- Born: 25 July 1699
- Died: 19 February 1730/1731
- Education: Merchant Taylors' School
- Occupations: English poet and dramatist

= Charles Beckingham =

English poet and dramatist (1699–1730/1731)

Charles Beckingham (25 July 1699 – 19 February 1730/1731) was an English poet and dramatist.

==Life==
Beckingham was born, according to the register of Merchant Taylors' School, on 25 July 1699 (Robinson's Register, ii. 32). His father was a linen draper in Fleet Street. Beckingham was educated at Merchant Taylors' School under Dr. Smith, and is said to have displayed "great proficiency in his studies", and given "the strongest testimonials of extraordinary abilities". On 18 February 1718 Scipio Africanus, a historical tragedy in the regulation five acts, was produced at the theatre in Lincoln's Inn Fields. This was followed at the same house on 7 November of the next year by a second work of a similar description, entitled Henry IV of France. The youth of the author, and the presence of a large number of his fellow-students who had been permitted to visit the theatre, gave some éclat to the production of the earlier work. A chief subject of praise in contemporary writers is the manner in which the so-called unities are observed by its author. The plot is founded on a story told by Livy and other classical writers concerning the restoration of a beautiful captive by Scipio Africanus to her betrothed, the Spanish prince Allucius. A considerable portion of the play consists of tedious love scenes, which are necessarily fictitious, and the hero was played by James Quin.
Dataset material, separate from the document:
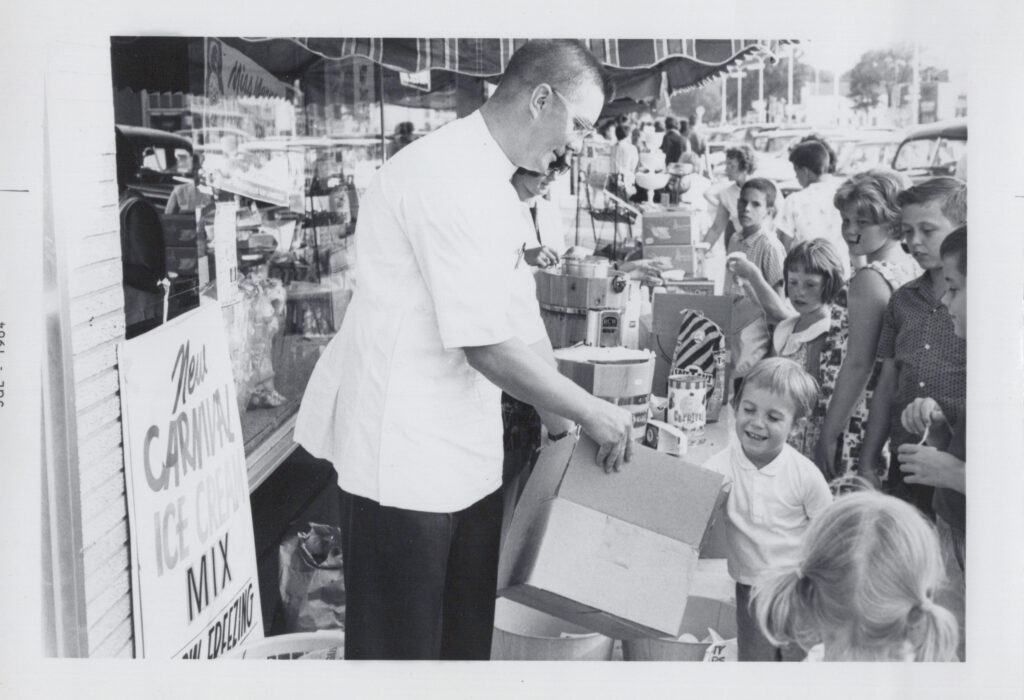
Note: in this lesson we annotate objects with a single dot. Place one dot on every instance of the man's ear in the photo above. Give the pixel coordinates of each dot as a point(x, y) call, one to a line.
point(540, 98)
Scipio Africanus was acted four times in all, two performances being, it is stated, for the author's benefit. It was printed in duodecimo in 1718. In 1728, Beckingham's poem "Sarah the Quaker to Lothario" was published. It is about a perjured lover confronting the man who left her when they are both in the afterlife. Henry IV of France deals with the jealousy of the Prince of Condé of his wife, who is in love with the king, and ends with the murder of Henry by Ravaillac at the instigation of the papal nuncio and the priests. This play was also given four times, Quin appearing as Henry IV. It was printed in octavo in 1820. In addition to these dramas Beckingham wrote a poem on the death of Rowe, the dramatist; a second entitled Christ's Sufferings, translated from the Latin of Rapin, and dedicated to the Archbishop of York; and other minor poems. He died 19 February 1730-31.